Ce récapitulatif d’un itinéraire politique très dense, surtitré d’une citation de Samuel Beckett (« Essaie encore. Échoue encore. Échoue mieux ») est accompagné d’une abondante documentation et iconographie visible sur le blog docnant.blogspot.fr
Il y est question du rapprochement avec le Partito radicale italien, alors dirigé par le député européen Marco Panella, du mouvement contre l’apartheid sud-africain ; des actions avec le Partito radicale derrière le rideau de fer qui valurent à Luc Douillard d’être emprisonné en Pologne ; de l’Apéro du 1er mai pour la taxe Tobin ; de la fête des langues de Nantes avec l’association Nantes est une fête (NEUF), inventée pour « résister, dans la fête et par l’amitié, à tous les replis nationalistes et ethnicistes, et pour remercier les immigrés qui nous apportent ici même leur plus beau cadeau : une culture à partager ensemble, pour s’enrichir sans s’appauvrir ! » ; etc.

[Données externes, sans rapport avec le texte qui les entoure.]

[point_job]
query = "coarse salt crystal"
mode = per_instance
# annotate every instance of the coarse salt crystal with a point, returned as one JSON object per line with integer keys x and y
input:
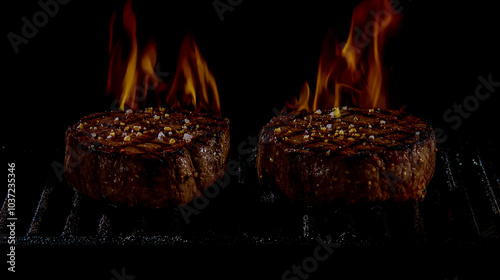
{"x": 160, "y": 136}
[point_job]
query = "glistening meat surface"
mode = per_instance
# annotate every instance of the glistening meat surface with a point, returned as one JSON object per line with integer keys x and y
{"x": 152, "y": 158}
{"x": 349, "y": 154}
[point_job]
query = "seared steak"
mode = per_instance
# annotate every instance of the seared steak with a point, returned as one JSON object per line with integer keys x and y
{"x": 347, "y": 154}
{"x": 152, "y": 158}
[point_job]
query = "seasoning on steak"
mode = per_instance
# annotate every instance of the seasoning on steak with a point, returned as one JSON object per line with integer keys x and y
{"x": 152, "y": 158}
{"x": 347, "y": 154}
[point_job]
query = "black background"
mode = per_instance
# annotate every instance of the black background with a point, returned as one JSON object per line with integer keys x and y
{"x": 260, "y": 55}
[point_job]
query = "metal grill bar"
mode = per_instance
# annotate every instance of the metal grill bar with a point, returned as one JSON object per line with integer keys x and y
{"x": 462, "y": 210}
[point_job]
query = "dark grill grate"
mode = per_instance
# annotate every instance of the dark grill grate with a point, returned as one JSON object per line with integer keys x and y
{"x": 461, "y": 206}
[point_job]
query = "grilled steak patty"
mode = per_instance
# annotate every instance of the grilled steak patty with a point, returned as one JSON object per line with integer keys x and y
{"x": 347, "y": 154}
{"x": 153, "y": 158}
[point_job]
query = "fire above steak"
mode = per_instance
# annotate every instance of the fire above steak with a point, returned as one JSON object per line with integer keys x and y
{"x": 153, "y": 158}
{"x": 347, "y": 154}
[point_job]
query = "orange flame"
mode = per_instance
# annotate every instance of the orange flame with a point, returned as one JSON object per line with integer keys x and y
{"x": 353, "y": 75}
{"x": 193, "y": 87}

Mais un événement ressort, entre tous, de cette énumération. C’est celui qui, le 27 novembre 2007, valut à son fils alors âgé de 16 ans, atteint par le tir de flash-ball d’un policier lors d’une manifestation lycéenne, d’être privé de la vue d’un œil. Comme son enfant, Luc Douillard en fut meurtri pour toujours et n’eut ensuite de cesse, avec son épouse, d’épauler durant de longues années le combat du jeune homme devant les tribunaux, jusqu’à obtenir réparation partielle devant le tribunal administratif, dix ans plus tard (cf l’essai de Pierre Douillard-Lefevre, L'arme à L'oeil. Violences d'État et militarisation de la police (2016, Éditions du Bord de l’eau).

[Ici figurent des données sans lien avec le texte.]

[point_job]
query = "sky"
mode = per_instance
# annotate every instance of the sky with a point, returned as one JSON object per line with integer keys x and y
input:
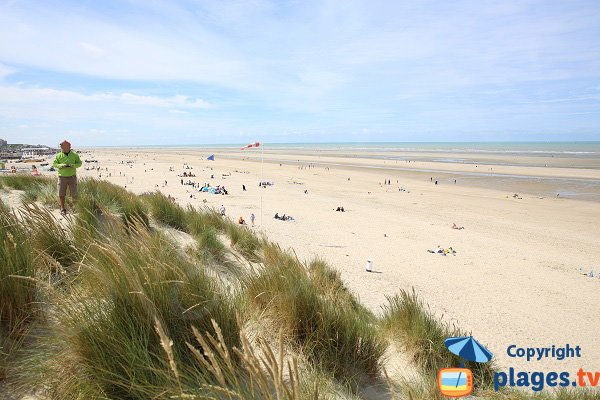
{"x": 154, "y": 72}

Luc Douillard avait aussi la particularité de fédérer autour de lui, et pas seulement via les réseaux sociaux, de très nombreux amis aux divergences parfois marquées, mais qui se retrouvaient tous quelque part en lui, discutant parfois âprement ses fréquents commentaires sur l’actualité locale, nationale et internationale. Par leur finesse et, souvent, leur originalité, ses analyses politiques emportaient l’adhésion ou donnaient pour le moins à débattre.
Professeur de français-histoire-géographie au lycée Michelet, il a mené avec ses élèves de nombreux projets débouchant sur des publications consacrées aux bombardements à Nantes, à la Résistance, il avait aussi lancé un mouvement de solidarité avec le peuple grec : « je suis grec » dans le cadre d'une « internationale Adelphique ».
Sa toute dernière contribution sur son compte Facebook fut un texte sur la bonté, notamment en politique .
Un épisode, enfin, pourrait évoquer ce qu’était la personnalité politique de Luc Douillard. Lors de la campagne présidentielle de 1981, avec une poignée d’autres militants antifascistes pourvus d’un solide courage physique, il investit un meeting de Jean-Marie Le Pen à Nantes, plutôt que de manifester à proximité, pour y distribuer 400 exemplaires d’un tract reproduisant l’Édit de Nantes de 1598, texte historique qui proclamait la tolérance, l’égalité des droits et le respect des différences.
Tel était notre frère, ami et camarade Luc Douillard."
Des proches et amis de Luc Douillard.